E ainda mais assobroso, Kardec logo reconheceria que seu estudo sobre a comunicação dos chamados espíritos (como elas mesmas se diziam ser, as forças inteligentes), que ele chamou de espiritismo, não trazia nada de realmente novo, a não ser o fato destes fenômenos serem vistos e entendidos sob a ótica moderna, científica: (...) Constituindo uma lei da natureza, os fenômenos estudados pelo Espiritismo hão de ter existido desde a origem dos tempos e sempre nos esforçamos por demonstrar que dele se descobrem sinais na antigüidade mais remota. Pitágoras, como se sabe, não foi o autor da mentempsicose (ou seja, da transmigração da alma pela reencarnação); ele o colheu dos filósofos indianos e dos egípcios, que o tinham desde tempos imemoriais (...) o que não padece dúvidas é que uma idéia não atravessa séculos e séculos, e nem consegue impor-se à inteligências de escol, se não contiver algo de sério (...)" (Kardec, p. 143 de O Livro dos Espíritos, ed. FEB).

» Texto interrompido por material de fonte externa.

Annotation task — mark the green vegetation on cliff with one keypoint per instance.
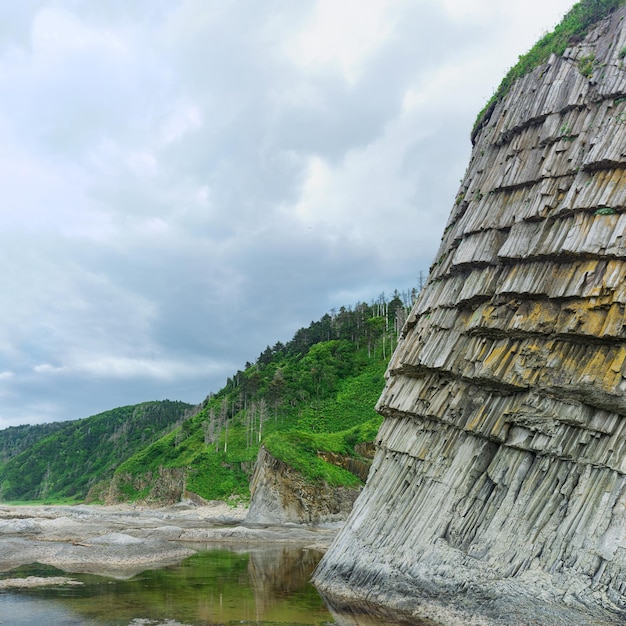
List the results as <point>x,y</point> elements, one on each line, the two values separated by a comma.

É por isso também que a introdução de O Evangelho Segundo o Espiritismo, de 1864 (obra de cunho filosófico com o objetivo de escalarecer a posição da doutrina frente à mensagem do Cristo) traz um estudo histórico que culmina em um resumo do posicionamento de Sócrates e Platão como precursores dos mais elevados ideiais cristãos e, em suas filosofias, de vários tópicos do espiritismo, como bem fica evidenciado no diálogo Fédon, de Platão. Já em O Livro dos Espíritos, Kardec tece comentários sobre a ancestralidade das idéias básicas do espiritismo (c.f. capítulo V da obra citada) e como os fenômenos ditos espíritas são universais.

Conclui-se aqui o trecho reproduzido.